My husband has been planning play dates for me...basically he wants me to make new friends...so he is setting up times for me to hangout with wives of the men he works with!!!

I don't mind being friends with these ladies...but it is just sooooo strange to be "set up" on play dates...I am not 7...I am 24!!!!

Has your so done anything like this????

Wednesday, November 11, 2009

Found YOU!

I found a lot of you yesterday!! I have wanted to comment on all your post, but there are a lot of posts I have to catch up on!!! But I will be commenting soon!!!!

I am sooo happy that SO many of you have found out that you are pregnant!!! I am so happy!!!! :)

As for Dave and I, we have decided to just let it happen. Since my weight loss, my anovulation has changed. I have had 2 normal cycles!! So, no fertility drugs for a while, well, we meet with our RE in January, so we shall see!! BUT wish us luck for this month!!

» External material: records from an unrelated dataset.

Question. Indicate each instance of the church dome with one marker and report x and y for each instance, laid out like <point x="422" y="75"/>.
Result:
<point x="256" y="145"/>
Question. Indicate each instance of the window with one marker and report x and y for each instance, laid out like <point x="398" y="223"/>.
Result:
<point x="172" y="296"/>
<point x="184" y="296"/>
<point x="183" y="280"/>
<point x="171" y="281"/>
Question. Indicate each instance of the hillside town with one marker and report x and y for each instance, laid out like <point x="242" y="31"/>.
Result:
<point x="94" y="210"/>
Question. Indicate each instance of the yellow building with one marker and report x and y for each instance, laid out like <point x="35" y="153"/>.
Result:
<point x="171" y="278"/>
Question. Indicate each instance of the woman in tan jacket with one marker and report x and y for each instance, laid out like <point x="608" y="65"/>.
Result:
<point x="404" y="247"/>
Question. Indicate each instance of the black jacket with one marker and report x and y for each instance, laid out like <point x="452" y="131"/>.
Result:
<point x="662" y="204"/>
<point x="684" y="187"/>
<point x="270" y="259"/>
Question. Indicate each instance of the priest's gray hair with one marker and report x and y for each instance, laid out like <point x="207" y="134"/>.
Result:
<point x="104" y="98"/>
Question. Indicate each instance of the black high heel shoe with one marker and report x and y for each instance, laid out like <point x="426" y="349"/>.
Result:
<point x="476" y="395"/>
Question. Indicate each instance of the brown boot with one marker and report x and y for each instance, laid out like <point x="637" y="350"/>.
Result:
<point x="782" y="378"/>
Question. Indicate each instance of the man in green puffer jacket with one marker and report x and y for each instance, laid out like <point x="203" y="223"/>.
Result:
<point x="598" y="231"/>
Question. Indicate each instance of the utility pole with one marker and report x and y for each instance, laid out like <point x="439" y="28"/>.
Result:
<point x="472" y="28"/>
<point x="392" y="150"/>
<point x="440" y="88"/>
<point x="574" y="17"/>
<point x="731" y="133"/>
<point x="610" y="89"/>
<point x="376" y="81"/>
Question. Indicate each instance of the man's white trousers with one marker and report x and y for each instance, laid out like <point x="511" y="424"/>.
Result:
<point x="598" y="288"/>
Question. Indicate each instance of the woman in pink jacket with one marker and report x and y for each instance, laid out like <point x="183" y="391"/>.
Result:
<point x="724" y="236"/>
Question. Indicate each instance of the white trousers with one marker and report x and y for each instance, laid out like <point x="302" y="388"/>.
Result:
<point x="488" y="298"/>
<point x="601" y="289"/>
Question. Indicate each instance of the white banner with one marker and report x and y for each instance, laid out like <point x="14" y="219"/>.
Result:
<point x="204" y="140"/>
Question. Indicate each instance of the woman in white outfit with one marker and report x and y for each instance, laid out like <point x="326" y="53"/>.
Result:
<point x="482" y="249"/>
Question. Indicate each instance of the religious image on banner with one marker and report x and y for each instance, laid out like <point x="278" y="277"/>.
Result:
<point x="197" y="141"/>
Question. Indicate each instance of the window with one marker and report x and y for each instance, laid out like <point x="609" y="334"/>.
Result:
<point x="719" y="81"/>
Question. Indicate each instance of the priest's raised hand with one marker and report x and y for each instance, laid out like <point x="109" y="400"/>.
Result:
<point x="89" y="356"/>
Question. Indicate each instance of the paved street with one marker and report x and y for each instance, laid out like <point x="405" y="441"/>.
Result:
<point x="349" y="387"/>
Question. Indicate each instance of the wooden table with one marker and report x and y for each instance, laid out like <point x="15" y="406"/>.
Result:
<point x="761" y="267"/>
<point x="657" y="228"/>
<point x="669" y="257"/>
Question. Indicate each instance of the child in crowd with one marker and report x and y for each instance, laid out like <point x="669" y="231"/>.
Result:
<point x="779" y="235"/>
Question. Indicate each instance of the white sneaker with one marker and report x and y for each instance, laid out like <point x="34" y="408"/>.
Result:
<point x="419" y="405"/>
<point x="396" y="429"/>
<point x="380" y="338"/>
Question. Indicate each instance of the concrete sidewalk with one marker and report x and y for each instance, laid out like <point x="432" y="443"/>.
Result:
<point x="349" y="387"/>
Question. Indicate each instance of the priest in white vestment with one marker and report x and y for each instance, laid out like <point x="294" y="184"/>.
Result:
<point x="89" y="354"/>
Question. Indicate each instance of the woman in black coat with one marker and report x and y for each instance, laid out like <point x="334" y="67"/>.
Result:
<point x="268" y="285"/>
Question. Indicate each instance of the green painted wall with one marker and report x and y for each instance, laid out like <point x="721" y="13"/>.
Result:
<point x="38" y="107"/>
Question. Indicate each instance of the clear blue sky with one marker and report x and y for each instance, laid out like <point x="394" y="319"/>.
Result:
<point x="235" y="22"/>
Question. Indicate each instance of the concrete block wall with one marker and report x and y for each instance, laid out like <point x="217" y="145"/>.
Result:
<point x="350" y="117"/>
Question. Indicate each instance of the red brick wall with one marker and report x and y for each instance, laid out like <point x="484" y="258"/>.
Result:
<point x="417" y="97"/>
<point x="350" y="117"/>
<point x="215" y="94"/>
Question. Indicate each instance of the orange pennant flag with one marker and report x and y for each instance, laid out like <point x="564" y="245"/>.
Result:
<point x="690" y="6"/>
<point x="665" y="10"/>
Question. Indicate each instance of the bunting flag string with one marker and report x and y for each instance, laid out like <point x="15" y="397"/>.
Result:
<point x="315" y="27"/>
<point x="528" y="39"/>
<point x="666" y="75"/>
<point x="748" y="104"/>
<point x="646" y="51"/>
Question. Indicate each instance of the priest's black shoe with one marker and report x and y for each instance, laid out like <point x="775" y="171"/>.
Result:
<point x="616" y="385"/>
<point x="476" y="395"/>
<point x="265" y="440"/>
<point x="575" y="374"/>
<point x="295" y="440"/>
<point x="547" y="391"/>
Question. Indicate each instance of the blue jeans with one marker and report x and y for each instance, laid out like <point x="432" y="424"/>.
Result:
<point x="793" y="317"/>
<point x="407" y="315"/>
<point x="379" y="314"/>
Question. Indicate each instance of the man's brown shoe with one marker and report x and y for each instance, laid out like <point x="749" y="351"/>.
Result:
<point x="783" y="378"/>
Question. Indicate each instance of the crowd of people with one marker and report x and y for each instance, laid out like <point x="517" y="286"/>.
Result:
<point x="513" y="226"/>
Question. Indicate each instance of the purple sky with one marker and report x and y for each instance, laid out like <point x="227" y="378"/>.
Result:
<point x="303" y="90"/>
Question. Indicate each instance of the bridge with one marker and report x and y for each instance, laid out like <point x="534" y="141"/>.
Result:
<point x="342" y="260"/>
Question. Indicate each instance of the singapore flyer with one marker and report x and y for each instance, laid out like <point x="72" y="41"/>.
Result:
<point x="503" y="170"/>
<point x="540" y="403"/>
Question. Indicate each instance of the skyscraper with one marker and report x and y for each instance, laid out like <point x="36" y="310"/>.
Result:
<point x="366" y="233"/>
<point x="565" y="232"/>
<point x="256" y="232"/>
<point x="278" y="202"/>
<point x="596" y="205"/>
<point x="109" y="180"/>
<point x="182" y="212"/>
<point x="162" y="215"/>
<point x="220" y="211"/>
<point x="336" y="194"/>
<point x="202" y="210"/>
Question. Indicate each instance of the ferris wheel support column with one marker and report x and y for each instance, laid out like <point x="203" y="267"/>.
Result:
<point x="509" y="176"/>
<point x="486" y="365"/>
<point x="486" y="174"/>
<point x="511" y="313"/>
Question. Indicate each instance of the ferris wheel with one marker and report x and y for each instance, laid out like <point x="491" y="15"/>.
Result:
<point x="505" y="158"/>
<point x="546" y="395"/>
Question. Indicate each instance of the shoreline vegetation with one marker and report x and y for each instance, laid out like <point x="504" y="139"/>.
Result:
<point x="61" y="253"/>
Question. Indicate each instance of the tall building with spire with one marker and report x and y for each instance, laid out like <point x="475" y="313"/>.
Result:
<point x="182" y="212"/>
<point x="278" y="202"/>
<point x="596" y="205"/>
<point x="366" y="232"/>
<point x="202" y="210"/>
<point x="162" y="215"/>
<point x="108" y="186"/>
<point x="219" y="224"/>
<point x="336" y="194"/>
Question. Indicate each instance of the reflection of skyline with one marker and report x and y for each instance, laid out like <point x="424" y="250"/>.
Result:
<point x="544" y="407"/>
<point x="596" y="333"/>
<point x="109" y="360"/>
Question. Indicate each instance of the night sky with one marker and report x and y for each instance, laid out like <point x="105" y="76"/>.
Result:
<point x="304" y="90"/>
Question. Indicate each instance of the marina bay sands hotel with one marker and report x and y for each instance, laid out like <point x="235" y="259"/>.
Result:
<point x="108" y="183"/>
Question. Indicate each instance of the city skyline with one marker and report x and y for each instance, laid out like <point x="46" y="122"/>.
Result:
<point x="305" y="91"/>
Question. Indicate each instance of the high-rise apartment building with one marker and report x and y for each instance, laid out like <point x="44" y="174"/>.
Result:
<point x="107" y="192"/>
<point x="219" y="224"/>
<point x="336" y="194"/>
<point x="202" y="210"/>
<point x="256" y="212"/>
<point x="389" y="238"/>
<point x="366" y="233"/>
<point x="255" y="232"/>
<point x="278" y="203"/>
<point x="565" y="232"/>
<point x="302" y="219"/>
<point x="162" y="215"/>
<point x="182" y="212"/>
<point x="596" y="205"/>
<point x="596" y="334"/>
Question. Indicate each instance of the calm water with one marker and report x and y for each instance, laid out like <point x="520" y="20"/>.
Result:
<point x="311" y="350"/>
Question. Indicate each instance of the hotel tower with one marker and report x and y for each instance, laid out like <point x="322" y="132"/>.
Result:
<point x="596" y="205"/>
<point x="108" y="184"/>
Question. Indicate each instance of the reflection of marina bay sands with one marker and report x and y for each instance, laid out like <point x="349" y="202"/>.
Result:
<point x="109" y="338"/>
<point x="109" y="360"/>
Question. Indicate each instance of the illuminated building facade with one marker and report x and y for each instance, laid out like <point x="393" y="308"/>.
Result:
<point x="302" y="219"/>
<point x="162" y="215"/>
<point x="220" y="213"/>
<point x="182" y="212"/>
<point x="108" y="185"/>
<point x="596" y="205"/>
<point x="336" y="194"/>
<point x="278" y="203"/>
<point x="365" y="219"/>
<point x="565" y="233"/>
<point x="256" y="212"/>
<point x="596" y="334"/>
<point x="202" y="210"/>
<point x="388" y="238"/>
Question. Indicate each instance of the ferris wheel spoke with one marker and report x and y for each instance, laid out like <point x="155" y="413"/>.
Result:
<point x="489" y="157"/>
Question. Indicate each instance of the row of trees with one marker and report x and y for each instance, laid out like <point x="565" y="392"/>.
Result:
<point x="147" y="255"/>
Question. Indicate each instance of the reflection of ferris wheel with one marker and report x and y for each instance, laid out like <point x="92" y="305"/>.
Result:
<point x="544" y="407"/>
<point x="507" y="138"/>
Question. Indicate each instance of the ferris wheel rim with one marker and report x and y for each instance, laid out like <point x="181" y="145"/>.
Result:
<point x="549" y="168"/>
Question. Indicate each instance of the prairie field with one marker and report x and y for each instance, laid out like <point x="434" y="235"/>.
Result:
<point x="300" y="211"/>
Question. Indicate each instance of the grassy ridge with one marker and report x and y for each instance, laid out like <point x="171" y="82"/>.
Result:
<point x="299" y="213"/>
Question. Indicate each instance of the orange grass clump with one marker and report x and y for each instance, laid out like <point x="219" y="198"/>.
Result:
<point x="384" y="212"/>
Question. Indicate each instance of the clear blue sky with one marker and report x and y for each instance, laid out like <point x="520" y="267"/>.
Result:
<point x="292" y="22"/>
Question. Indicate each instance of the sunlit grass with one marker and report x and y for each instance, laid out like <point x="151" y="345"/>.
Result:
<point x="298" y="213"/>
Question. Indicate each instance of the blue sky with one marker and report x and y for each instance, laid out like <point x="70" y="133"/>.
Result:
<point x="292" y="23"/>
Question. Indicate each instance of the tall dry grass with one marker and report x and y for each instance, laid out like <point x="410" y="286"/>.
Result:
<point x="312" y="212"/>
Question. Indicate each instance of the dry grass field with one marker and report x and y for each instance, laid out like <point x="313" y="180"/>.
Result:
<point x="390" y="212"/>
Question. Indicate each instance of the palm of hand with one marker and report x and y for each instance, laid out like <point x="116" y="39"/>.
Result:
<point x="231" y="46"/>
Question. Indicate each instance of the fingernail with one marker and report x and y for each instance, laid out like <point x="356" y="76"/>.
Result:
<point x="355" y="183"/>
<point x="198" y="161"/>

I am realllly glad to be back!!!!

Tuesday, November 10, 2009

Weight Watchers WORKS for Me!


I have lost 18lbs since September. And I have done so by using WW! Yes...I have been eating healthy for the past few months....and I am so proud of myself! WAHOO!!! Friday is my weigh in day..and I hope to loose at least seven more pounds in the next seven weeks! We leave for our vacation then....and I will not be that unhappy if I don't loose that weight...I would LOVE to though!

A NEW Friend

So for those who don't know me...I have a few good friends, a lot of friend friends and a lot of people I am just very nice to!

So we had people over this weekend, Daves friends from work and their wives! I met one already, her name is Andrea...and we get along just fine. And I JUST met Jenna. She is really nice, sarcastic, and well...sassy (like me)!

So I feel strange blogging about it, but I am excited! Lol! A new friend!!! She invited us over for dinner at her and her husbands place Saturday...and we're going to go!

Soooo that's it! I made a friend, and I am excited! LOL! Wish me luck!!!!

Sunday, November 8, 2009

And...the blogging can finally begin

So my life has been crazy...as most of you know...and I have decided that I needed to release all of this in a blog...and I have missed my old blog...SO I need to find all my favorites again...and I hope they can re-find me!